ND: You will launch this album at a children’s home, why such a gesture?
PG: This is more of a calling. It has been six years of a strong calling to do this with such children. These are very important people who we often leave out when doing programmes.
So, my spirit strongly challenged me to give them the most special part of my music ministry, that is, to go and do an album with them so that they become the first ones to hear it as well as celebrate my birthday. Their prayers are more special to me than bidding for my CDs as is the norm at album launches. Whoever wanted to buy me a fruit for my birthday, I am saying come and buy for these friends of mine. Those who wanted to buy me sweets, please, come and let’s break those sweets together.
ND: Any collaborations on this album?
PG: Yes, there are two collaborations, one with Apostle Vusi, a top worshiper from Botswana and another with dendera singer, Sulumani Chimbetu.
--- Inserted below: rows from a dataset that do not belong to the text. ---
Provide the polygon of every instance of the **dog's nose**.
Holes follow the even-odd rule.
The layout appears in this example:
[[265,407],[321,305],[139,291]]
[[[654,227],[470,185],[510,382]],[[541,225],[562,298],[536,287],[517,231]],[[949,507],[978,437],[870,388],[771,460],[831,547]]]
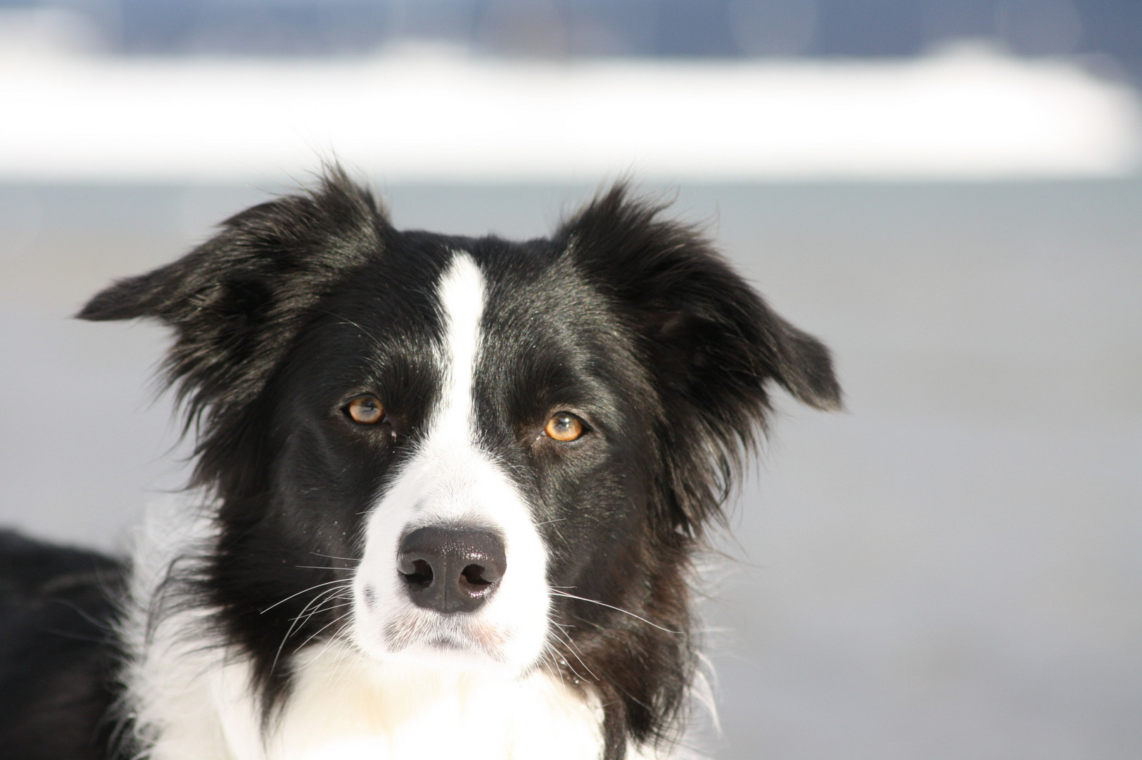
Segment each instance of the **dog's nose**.
[[417,528],[397,551],[396,567],[409,598],[445,615],[478,609],[507,569],[504,541],[477,528]]

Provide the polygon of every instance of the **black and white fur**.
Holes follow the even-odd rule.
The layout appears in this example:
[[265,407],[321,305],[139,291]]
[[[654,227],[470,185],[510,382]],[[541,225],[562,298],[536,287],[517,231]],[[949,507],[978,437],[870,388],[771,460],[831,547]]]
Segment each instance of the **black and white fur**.
[[[677,757],[692,558],[769,386],[839,401],[817,339],[622,186],[510,242],[397,231],[332,169],[80,317],[174,328],[196,470],[129,569],[0,545],[46,568],[7,568],[7,758]],[[415,603],[425,527],[502,547],[474,609]],[[66,646],[21,643],[56,599]]]

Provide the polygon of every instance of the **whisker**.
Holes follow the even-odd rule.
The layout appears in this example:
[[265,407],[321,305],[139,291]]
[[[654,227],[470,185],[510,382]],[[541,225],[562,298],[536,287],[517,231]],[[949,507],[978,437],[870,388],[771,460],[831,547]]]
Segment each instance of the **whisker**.
[[346,562],[360,562],[361,561],[361,558],[359,558],[359,557],[335,557],[332,554],[322,554],[321,552],[309,552],[309,553],[314,554],[316,557],[324,557],[325,559],[331,559],[331,560],[345,560]]
[[309,586],[308,589],[303,589],[301,591],[298,591],[296,594],[290,594],[289,597],[286,597],[286,599],[280,599],[280,600],[275,601],[270,607],[266,607],[264,610],[259,611],[258,615],[265,615],[266,613],[268,613],[270,610],[272,610],[278,605],[284,603],[284,602],[289,601],[290,599],[293,599],[295,597],[300,597],[301,594],[307,593],[309,591],[313,591],[314,589],[320,589],[321,586],[329,586],[329,585],[332,585],[335,583],[348,583],[348,581],[345,581],[344,578],[341,578],[339,581],[325,581],[324,583],[317,583],[315,585]]
[[569,594],[568,592],[565,592],[565,591],[560,591],[558,589],[552,589],[552,593],[554,593],[554,594],[556,594],[556,595],[558,595],[558,597],[566,597],[568,599],[578,599],[579,601],[589,601],[589,602],[593,602],[593,603],[595,603],[595,605],[598,605],[600,607],[606,607],[606,608],[609,608],[609,609],[613,609],[613,610],[616,610],[616,611],[619,611],[619,613],[624,613],[624,614],[626,614],[626,615],[629,615],[630,617],[634,617],[634,618],[636,618],[636,619],[640,619],[640,621],[642,621],[643,623],[645,623],[646,625],[651,625],[651,626],[653,626],[653,627],[658,629],[659,631],[666,631],[667,633],[677,633],[677,634],[682,634],[682,631],[674,631],[674,630],[671,630],[671,629],[665,629],[665,627],[662,627],[661,625],[659,625],[658,623],[651,623],[651,622],[650,622],[650,621],[648,621],[648,619],[646,619],[645,617],[641,617],[641,616],[638,616],[638,615],[635,615],[635,614],[634,614],[634,613],[632,613],[630,610],[627,610],[627,609],[622,609],[621,607],[616,607],[614,605],[608,605],[608,603],[606,603],[605,601],[598,601],[597,599],[587,599],[586,597],[576,597],[574,594]]

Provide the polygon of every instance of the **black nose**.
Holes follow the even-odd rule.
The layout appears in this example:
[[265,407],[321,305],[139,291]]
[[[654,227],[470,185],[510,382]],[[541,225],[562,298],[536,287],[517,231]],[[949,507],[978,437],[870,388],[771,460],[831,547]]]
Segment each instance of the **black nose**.
[[504,542],[477,528],[417,528],[401,541],[396,567],[409,598],[445,615],[475,611],[507,569]]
ND: How many albums have you recorded since you became a professional musician?
PG: So far, this is our seventh gospel album, although I also did two environmental albums. On this latest album, I have put four environmental songs. The environmental songs are the gospel according to Genesis 2 verse 16, when God ordered man to keep and tend the garden. But in this case, I am just encouraging people to find sustainable means to clean energy, that is, resorting to biogas, solar energy and wood-saver stoves in order to at least be the keeper of the garden, I am so excited to include these four songs on a gospel music album as I dearly think the church should take the leading role in protecting the environment, as climate change affects every citizen.
ND: How best can you describe the state of gospel music in Zimbabwe?
PG: Zimbabwe gospel is growing although there are a lot of similarities in sound. Maybe it is because of the digital age, but I can safely say we are trying, although we still have to stretch out our nets.
There is a lot more genres we have not explored. There is no genre that is considered not worthy to praise the Lord with.
ND: Your parting shot?
PG: It is really our humble moment to have been granted such an opportunity to minister at Safe Hands Day Care Centre. I am looking forward to continue being granted such moments with people in such conditions.